LONDON (Reuters) – Gold prices have been too volatile to play a reliable role as a hedge against inflation, a study of financial assets over the past 112 years showed on Tuesday. While inflation does not reduce gold’s real value, it has no yield or income flow and the precious metal has given a far lower long-term return than equities. In the period since 1900, gold gave a real return of 1.1 percent in sterling terms and its value fluctuated widely, the study published by Credit Suisse and London Business School’s Elroy Dimson, Paul Marsh and Mike Staunton.
“Gold is the only asset that does not have its real value reduced by inflation. It has a potential role in the portfolio of a risk-averse investor concerned about inflation,” it said. However, this asset does not provide an income flow and has generated low real returns over the long term. Gold can fail to provide a positive real return over extended periods.”
The report said global equities, the best performers among different assets since the start of the 20th century with a 5.4 percent annualised return, beat inflation in the long run.
However, their returns may be more the result of equity risk premium, the reward for holding risky assets instead of risk-free government securities, than rising inflation.
Looking at the relationship between real return and inflation, the research found that equities were not that sensitive to inflation, compared with inflation linked bonds.
For example, a rate of inflation that is 10 percent higher is associated with a real equity return that is lower by 5.2 percent.
When the inflation rate was at least 18 percent, equities suffered a loss of 12 percent on a real basis. Bonds were worse, suffering a loss of over 23 percent.
“Equities are at best a partial hedge against inflation; their nominal returns tend to be higher during inflation, but not by a large enough margin to ensure that real returns completely resist inflation,” the research said.
“Although equities are thought to provide a hedge against inflation, their capacity to do so is limited. While inflation clearly harms the real value of bonds and cash, equities are not immune.”
Inflation-linked bonds have the highest sensitivity to inflation but their yields have fallen in the past few years, providing little contribution to investors wanting to achieve a positive return over the period from investment to maturity.
Equities by far provided the best real return in the 1900-2011 period.
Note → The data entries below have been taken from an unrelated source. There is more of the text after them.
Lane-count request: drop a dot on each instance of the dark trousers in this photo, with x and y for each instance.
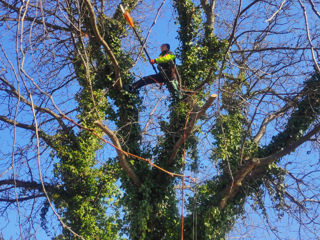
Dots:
(155, 78)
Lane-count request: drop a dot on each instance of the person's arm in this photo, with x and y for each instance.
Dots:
(165, 58)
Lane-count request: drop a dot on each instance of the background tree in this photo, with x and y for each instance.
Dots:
(77, 146)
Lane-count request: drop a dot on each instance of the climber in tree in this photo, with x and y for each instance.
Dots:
(167, 72)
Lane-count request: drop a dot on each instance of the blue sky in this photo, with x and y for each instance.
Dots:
(165, 32)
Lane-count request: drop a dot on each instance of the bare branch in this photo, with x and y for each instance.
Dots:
(122, 160)
(193, 119)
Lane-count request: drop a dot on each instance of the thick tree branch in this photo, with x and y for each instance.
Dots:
(22, 99)
(256, 166)
(122, 157)
(32, 19)
(47, 138)
(28, 185)
(105, 45)
(193, 119)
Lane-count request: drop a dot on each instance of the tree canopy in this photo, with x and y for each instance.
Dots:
(84, 158)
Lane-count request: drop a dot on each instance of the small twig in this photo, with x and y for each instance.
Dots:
(273, 15)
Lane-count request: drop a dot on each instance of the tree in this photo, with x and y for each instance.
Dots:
(99, 172)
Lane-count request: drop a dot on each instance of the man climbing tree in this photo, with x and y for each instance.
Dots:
(65, 109)
(167, 72)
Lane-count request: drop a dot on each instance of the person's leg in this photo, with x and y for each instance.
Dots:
(155, 78)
Bonds returned 1.7 percent, while bills gave 0.9 percent on an annualised basis.
The study also found that investors enjoy gains in equities in markets where currencies have weakened, lending support to a “buy on weakness” strategy. For bonds, the picture was less clear.
“Equities can prosper after currency weakness through higher corporate cash flows and earnings, which may be boosted by increased competitiveness and export opportunities,” it said.